How Long Until a Crate Reaches a Specific Velocity on an Incline?

[_N3WTON_]

A stop block, s, prevents a crate from sliding down a \theta = 33 \hspace{2 mm} degrees incline. A tensile force F = (F_{o}t) N acts on the crate parallel to the incline, where F_{o} = 325 \frac{N}{s}. If the coefficients of static and kinetic friction between the crate and the incline are \mu_{s} = 0.325 and \mu_{k} = 0.225, respectively, and the crate has mass of m = 50.8 kg, how long will it take until the crate reaches a velocity of v = 2.44 \frac{m}{s} as it moves up the incline.

Homework Equations

The Attempt at a Solution

I know when f < f_{max} = \mu_{s}mgcos(\theta), the system isn't moving, and the net force is:
F - mgsin(\theta) - f = 0.
f = F-mgsin(\theta) < \mu_{s}mgcos(\theta)
When t = t_{1}, f = \mu_{s}mgcos(\theta) so I have:
325t_{1} - mgsin(\theta) = \mu_{s}mgcos(\theta)
t_{1} = \frac{mg(sin(\theta)+\mu_{s}cos(\theta))}{325}
Now plugging in my values:
t_{1} = \frac{(50.8)(9.81)(sin(33)+(0.325)cos(33))}{325}
t_{1} = 1.25 s
So, after 1.25 seconds, the block moves up along the incline and the net force is:
F - mgsin(\theta) - \mu_{k}mgcos(\theta)
The impulse of the net force is:
\int_{t}^{t_{1}} (F-mgsin(\theta)-\mu_{k}cos(\theta)) = m(v-0)
\int_{t}^{t_{1}}(325t - mgsin(\theta)-\mu_{k}mgcos(\theta)) = mv
162.5(t^{2}-t_{1}^{2}) - mg(sin(\theta)-\mu_{k}cos(\theta))(t-t_{1}) = mv
162.5(t^{2}-(1.25)^{2})-177.4(t-1.25) = 123.95
162.5t^{2} - 177.4t - 126.76 = 0
When I solve this quadratic, I get t = 1.58 s. However, this answer is not correct and I am not quite sure where I went wrong. Any help is appreciated. Thanks.

 

[TSny]

Does your answer represent the total time since t = 0? [Edit: Yes, it does. Your work looks good, but I haven't checked your numbers. Let me try it.]

 

[_N3WTON_]

Does your answer represent the total time since t = 0? [Edit: Yes, it does. Your work looks good, but I haven't checked your numbers. Let me try it.]
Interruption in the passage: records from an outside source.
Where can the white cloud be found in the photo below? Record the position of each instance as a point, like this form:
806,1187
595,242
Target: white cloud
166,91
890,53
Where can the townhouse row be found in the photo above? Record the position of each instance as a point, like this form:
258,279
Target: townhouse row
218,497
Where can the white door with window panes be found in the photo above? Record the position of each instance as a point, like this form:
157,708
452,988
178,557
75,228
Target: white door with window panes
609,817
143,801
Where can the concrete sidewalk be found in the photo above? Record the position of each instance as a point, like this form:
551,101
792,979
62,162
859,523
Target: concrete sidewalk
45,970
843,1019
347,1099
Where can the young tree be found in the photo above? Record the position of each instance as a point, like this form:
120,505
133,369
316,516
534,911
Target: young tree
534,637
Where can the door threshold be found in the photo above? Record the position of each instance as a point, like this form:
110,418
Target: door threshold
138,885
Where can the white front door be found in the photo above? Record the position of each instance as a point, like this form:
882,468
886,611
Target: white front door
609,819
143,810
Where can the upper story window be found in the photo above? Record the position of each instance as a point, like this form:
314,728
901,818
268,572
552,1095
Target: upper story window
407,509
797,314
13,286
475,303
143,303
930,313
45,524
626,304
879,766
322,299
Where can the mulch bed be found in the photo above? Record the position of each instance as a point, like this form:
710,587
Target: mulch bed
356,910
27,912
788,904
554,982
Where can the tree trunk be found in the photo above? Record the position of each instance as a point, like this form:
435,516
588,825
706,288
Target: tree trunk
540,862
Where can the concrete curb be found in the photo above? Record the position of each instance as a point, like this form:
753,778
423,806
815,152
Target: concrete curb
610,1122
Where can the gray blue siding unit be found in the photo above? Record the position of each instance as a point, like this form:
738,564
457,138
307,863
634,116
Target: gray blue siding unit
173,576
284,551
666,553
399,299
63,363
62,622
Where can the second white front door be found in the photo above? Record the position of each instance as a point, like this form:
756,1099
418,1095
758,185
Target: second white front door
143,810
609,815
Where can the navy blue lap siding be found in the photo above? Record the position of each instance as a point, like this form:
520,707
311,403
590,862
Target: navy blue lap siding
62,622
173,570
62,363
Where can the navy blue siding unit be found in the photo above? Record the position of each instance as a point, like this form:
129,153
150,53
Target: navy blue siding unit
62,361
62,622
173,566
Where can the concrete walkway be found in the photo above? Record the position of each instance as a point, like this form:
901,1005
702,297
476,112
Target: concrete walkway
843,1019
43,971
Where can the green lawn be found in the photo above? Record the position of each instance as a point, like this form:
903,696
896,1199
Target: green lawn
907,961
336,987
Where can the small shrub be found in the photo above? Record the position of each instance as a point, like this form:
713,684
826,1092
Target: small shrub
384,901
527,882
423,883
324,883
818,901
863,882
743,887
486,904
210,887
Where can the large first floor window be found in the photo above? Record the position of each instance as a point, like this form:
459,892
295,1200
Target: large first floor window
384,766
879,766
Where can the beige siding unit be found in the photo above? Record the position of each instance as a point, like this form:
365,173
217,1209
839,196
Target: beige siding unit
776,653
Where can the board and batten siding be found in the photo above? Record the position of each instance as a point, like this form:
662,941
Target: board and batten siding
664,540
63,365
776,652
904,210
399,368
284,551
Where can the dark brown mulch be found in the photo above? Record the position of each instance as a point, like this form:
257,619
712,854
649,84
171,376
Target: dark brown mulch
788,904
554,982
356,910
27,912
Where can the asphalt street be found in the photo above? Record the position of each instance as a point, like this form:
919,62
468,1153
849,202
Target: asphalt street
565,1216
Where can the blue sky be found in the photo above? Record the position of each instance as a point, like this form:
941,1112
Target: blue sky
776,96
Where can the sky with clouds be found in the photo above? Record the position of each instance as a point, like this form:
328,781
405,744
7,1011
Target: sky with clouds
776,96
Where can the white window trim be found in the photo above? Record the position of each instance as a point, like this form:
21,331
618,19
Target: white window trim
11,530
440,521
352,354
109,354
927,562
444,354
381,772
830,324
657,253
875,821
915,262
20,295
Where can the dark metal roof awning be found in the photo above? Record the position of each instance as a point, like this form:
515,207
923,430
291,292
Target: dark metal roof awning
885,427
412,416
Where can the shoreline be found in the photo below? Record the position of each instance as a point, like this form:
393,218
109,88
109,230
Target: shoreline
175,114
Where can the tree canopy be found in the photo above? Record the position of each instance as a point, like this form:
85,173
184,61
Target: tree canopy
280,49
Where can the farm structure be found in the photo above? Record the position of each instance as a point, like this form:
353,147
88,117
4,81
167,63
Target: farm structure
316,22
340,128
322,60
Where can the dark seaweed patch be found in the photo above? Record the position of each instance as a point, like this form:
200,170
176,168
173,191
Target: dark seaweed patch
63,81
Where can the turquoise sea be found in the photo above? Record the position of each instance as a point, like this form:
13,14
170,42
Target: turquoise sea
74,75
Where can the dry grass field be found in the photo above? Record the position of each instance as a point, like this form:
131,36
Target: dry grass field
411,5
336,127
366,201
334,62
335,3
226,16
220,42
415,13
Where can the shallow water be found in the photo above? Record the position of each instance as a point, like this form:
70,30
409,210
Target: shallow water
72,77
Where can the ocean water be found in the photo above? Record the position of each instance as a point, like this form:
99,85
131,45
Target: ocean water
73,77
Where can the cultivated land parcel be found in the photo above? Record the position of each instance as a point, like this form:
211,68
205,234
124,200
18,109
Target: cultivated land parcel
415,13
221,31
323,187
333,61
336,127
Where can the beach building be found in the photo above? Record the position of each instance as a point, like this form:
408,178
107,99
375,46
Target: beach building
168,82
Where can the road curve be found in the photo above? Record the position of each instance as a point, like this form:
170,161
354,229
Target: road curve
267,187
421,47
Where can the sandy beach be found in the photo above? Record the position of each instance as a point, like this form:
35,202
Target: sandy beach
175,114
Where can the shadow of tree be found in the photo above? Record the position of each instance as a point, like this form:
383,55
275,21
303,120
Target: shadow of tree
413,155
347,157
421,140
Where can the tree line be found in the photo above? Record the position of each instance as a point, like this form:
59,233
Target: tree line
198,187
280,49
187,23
Yes, I'm really not sure where I went wrong on this one...I'm thinking maybe I entered a value incorrectly but I can't see where. I was thinking that having another set of eyes look over the problem would really help :)

 

[TSny]

When you factored out -mg in the third to last line, did you mess up a sign?

 

[_N3WTON_]

When you factored out -mg in the third to last line, did you mess up a sign?

I believe that I did, I had:
-mgsin(\theta)-\mu_{k}mgcos(\theta)
-mg(sin(\theta)-\mu_{k}cos(\theta)
instead of
-mg(sin(\theta)+\mu_{k}cos(\theta)) Thank you !

 

[TSny]

Yes. I hope it works out now.

 

[_N3WTON_]

Yes. I hope it works out now.

I'm trying it now...

 

[_N3WTON_]

so after making the correction, I ended up with
162.5t^{2} - 365.458t - 126.7645 = 0
Solving that quadratic I got:
t = 2.55 s
This answer is incorrect, the correct answer according to Pearson is t = 2.01 s :/

 

[TSny]

I get a different number in place of your -126.7645.

 

[_N3WTON_]

I get a different number in place of your -126.7645.

is it 78.96 or something close to that?

 

[TSny]

Yes.

 

[_N3WTON_]

Yes.

Ok, I see where I went wrong now, thank you very much!

 

[TSny]

OK. Good.

 

[_N3WTON_]

OK. Good.

and using that number I do get 2.01 seconds after using the quadratic equation :)

 

[mohjee]

Why do you have the time you found in the upper limit?

 

[mohjee]

t_{1} = \frac{(50.8)(9.81)(sin(33)+(0.325)cos(33))}{325}
t_{1} = 1.25 s
So, after 1.25 seconds, the block moves up along the incline and the net force is:
F - mgsin(\theta) - \mu_{k}mgcos(\theta)
The impulse of the net force is:
\int_{t}^{t_{1}} (F-mgsin(\theta)-\mu_{k}cos(\theta)) = m(v-0)
\int_{t}^{t_{1}}(325t - mgsin(\theta)-\mu_{k}mgcos(\theta)) = mv
162.5(t^{2}-t_{1}^{2}) - mg(sin(\theta)-\mu_{k}cos(\theta))(t-t_{1}) = mv
162.5(t^{2}-(1.25)^{2})-177.4(t-1.25) = 123.95
162.5t^{2} - 177.4t - 126.76 = 0
When I solve this quadratic, I get t = 1.58 s. However, this answer is not correct and I am not quite sure where I went wrong. Any help is appreciated. Thanks.

Why do you have the time you found in the upper limit?

 

[TSny]

Why do you have the time you found in the upper limit?

You are right, t₁ should be the lower limit. When _N3WTON_ evaluated the integral, t₁ was used as the lower limit. So, it's OK.

 

[mohjee]

You are right, t₁ should be the lower limit. When _N3WTON_ evaluated the integral, t₁ was used as the lower limit. So, it's OK.

Okay, thank you for that, was just making sure, I noticed that the numbers made sense.